Pre-trained Models for SMP Classification and Segmentation
Bibliographic record
Abstract
This dataset provides access to pre-trained models that were used for SnowMicroPen profile classification and segmentation. The models were trained on a part of the MOSAiC SMP dataset, available on https://doi.pangaea.de/10.1594/PANGAEA.935554. The labeled training data consists mostly of profiles from leg three of the expedition (January - May 2020), some profiles from leg one and two, and no profiles from leg four. Please refer to the snowdragon GitHub repository (https://github.com/liellnima/snowdragon) to access the models' training code and be directed to current publications.
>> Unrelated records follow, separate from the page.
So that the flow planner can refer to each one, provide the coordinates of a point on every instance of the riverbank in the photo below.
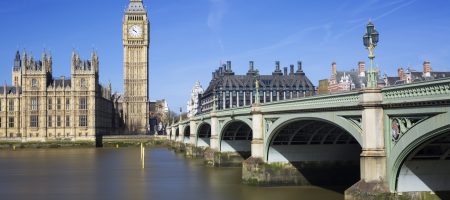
(104, 141)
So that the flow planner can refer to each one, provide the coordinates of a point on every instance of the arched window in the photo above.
(83, 83)
(33, 83)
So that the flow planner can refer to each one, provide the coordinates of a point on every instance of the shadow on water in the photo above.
(99, 141)
(110, 173)
(336, 176)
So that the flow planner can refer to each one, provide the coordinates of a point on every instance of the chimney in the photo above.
(228, 66)
(362, 68)
(401, 74)
(426, 69)
(300, 67)
(333, 68)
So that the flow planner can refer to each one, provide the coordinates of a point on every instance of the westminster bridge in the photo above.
(389, 141)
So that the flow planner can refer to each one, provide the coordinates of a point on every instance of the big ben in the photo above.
(136, 34)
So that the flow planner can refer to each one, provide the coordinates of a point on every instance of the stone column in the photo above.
(258, 136)
(237, 99)
(193, 136)
(224, 100)
(168, 132)
(373, 157)
(174, 131)
(215, 140)
(264, 96)
(181, 133)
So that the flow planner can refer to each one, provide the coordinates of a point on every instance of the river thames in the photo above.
(108, 173)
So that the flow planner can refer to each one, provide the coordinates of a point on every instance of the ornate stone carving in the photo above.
(269, 122)
(355, 120)
(401, 125)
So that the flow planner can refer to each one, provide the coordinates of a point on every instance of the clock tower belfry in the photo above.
(136, 35)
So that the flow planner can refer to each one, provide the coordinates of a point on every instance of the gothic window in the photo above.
(82, 121)
(11, 122)
(34, 121)
(83, 83)
(67, 121)
(33, 83)
(67, 104)
(58, 121)
(49, 121)
(11, 105)
(83, 103)
(58, 103)
(34, 104)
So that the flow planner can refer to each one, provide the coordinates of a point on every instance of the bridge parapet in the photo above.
(417, 92)
(333, 101)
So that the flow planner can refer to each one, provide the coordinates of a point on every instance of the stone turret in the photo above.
(427, 69)
(277, 69)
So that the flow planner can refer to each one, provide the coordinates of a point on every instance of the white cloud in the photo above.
(216, 12)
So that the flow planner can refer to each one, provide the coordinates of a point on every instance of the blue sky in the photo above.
(189, 38)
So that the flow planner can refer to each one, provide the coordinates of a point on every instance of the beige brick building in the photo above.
(39, 107)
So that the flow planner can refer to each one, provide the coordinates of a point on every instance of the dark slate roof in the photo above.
(229, 81)
(136, 8)
(35, 65)
(438, 75)
(10, 90)
(60, 83)
(354, 77)
(392, 80)
(83, 65)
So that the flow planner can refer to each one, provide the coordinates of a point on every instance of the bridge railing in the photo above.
(338, 100)
(435, 90)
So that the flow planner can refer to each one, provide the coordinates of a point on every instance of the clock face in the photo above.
(135, 31)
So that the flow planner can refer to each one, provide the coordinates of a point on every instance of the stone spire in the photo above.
(136, 7)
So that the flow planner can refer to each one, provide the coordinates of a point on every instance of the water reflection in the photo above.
(117, 174)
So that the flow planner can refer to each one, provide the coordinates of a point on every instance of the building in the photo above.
(193, 105)
(136, 37)
(227, 90)
(410, 75)
(159, 116)
(341, 81)
(39, 107)
(323, 87)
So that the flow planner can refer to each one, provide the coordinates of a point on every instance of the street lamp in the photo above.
(370, 40)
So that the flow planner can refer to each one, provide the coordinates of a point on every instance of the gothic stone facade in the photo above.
(135, 45)
(227, 90)
(38, 107)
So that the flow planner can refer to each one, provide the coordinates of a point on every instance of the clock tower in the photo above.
(136, 34)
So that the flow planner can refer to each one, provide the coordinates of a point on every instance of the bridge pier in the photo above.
(373, 183)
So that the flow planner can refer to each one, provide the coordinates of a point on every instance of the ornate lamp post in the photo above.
(257, 100)
(370, 40)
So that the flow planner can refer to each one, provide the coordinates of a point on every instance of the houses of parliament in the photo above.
(40, 107)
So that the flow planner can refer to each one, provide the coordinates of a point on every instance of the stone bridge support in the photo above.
(194, 130)
(373, 181)
(174, 132)
(258, 135)
(180, 133)
(215, 140)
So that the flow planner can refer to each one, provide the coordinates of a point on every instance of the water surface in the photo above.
(107, 173)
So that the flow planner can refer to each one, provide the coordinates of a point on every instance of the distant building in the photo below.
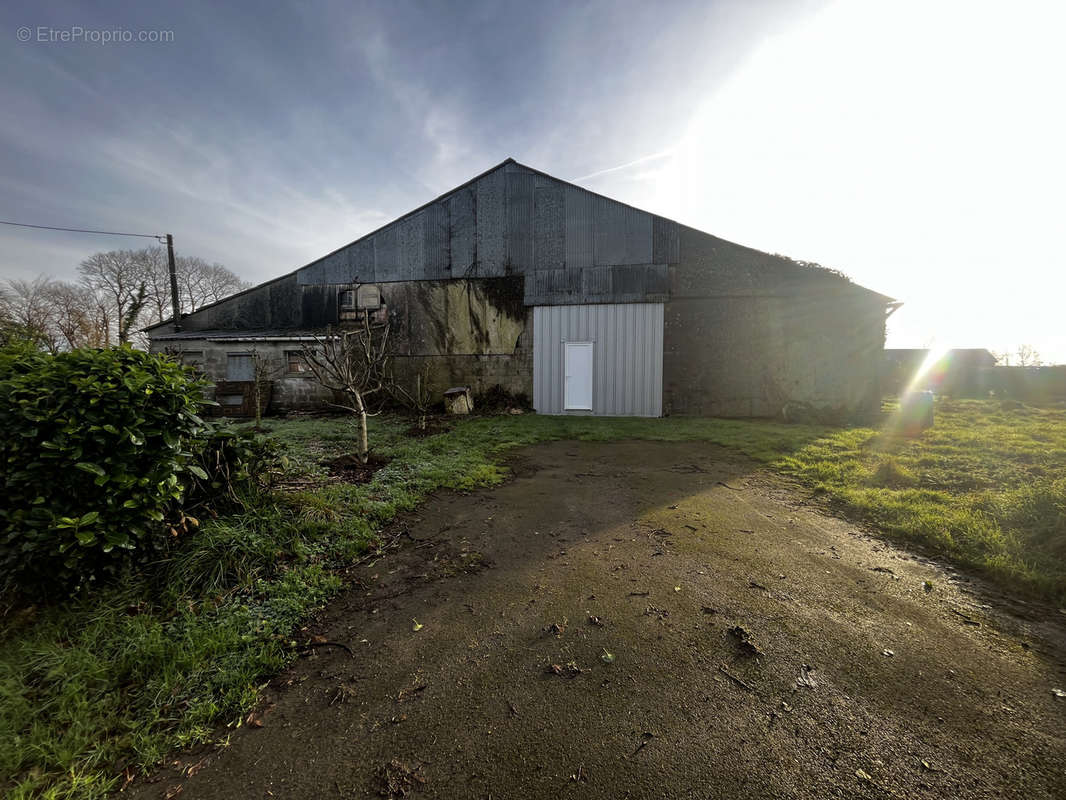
(956, 372)
(583, 304)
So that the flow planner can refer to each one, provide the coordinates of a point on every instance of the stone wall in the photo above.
(290, 390)
(452, 333)
(746, 336)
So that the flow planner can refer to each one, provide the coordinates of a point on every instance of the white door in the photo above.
(578, 376)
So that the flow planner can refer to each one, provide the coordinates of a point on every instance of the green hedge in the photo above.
(96, 451)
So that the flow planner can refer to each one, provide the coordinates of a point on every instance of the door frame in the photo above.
(591, 345)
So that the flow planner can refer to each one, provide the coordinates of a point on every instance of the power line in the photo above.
(81, 230)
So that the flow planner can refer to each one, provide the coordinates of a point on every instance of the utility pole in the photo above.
(175, 303)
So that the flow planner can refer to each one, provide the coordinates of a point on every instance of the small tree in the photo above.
(1028, 356)
(352, 363)
(418, 398)
(262, 372)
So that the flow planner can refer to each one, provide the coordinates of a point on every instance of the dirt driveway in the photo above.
(757, 649)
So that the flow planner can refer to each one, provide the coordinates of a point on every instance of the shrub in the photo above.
(97, 447)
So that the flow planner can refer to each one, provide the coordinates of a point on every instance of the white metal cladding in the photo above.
(627, 356)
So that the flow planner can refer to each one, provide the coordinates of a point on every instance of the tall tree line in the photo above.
(116, 294)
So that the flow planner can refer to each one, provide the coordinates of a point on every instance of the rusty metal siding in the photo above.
(520, 189)
(549, 232)
(462, 227)
(491, 224)
(579, 227)
(627, 356)
(436, 245)
(665, 241)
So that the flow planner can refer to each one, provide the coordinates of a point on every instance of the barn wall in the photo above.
(627, 356)
(452, 333)
(745, 336)
(290, 390)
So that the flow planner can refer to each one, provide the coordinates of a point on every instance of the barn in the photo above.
(521, 282)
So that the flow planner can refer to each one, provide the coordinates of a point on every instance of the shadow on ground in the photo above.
(577, 636)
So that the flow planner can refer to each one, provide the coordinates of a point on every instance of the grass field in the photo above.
(105, 686)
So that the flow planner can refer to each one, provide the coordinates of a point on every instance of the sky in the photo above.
(919, 146)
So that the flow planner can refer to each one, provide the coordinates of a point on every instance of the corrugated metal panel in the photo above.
(666, 241)
(463, 228)
(627, 356)
(436, 244)
(610, 241)
(549, 232)
(514, 221)
(412, 238)
(387, 255)
(362, 261)
(596, 283)
(491, 224)
(617, 284)
(639, 237)
(579, 228)
(520, 221)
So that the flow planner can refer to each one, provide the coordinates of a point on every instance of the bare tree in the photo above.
(1028, 356)
(262, 373)
(123, 277)
(79, 315)
(417, 398)
(352, 363)
(202, 284)
(30, 313)
(138, 285)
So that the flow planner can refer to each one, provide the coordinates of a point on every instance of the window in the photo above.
(369, 296)
(191, 357)
(239, 367)
(295, 362)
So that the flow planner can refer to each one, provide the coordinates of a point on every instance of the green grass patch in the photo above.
(124, 674)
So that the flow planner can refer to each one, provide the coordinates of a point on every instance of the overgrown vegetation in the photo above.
(102, 687)
(98, 447)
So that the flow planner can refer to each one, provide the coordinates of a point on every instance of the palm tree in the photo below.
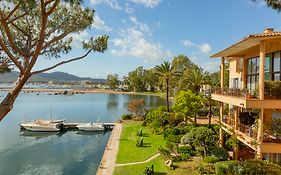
(208, 101)
(195, 77)
(166, 71)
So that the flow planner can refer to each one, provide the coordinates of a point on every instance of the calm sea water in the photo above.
(71, 153)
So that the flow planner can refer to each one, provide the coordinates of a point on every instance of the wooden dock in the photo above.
(73, 126)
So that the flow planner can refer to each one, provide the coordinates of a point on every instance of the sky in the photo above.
(148, 32)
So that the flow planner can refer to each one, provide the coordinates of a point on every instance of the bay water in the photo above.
(68, 153)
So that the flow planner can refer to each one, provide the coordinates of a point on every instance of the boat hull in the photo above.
(91, 127)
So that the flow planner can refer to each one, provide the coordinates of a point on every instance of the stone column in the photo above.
(261, 97)
(222, 104)
(236, 122)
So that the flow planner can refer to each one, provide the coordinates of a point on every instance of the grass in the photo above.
(158, 164)
(129, 152)
(160, 168)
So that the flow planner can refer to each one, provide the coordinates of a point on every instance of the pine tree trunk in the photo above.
(7, 104)
(210, 114)
(167, 95)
The following trained models are available here (alphabetically ordered): Artificial neural networks Bi-directional long short-term memory (blstm.hdf5) Encoder-decoder (enc_dec.hdf5) Long short-term memory (lstm.hdf5) Baseline Majority vote classifier (baseline.model) Semi-supervised models Cluster-then-predict models: Bayesian Gaussian mixture model (gmm.model) Bayesian mixture model (bmm.model) K-means clustering (kmeans.model) Label propagation (label_spreading.model) Self-trained classifier (self_trainer.model) Supervised models Balanced random forest (rf_bal.model) Easy ensemble (easy_ensemble.model) K-nearest neighbors (knn.model) Random forest (rf.model) Support vector machines (svm.model) Loading Instructions: The models with the file-ending ".model" are pickeled Python objects and can be loaded with ``pickle.load(your_model.model)``. The random forest must be loaded with ``joblib.load(rf.model)``. All artificial neural networks are h5py.File objects (tf.keras models) and can be loaded with ``tf.keras.models.load_model(your_ann.model)``.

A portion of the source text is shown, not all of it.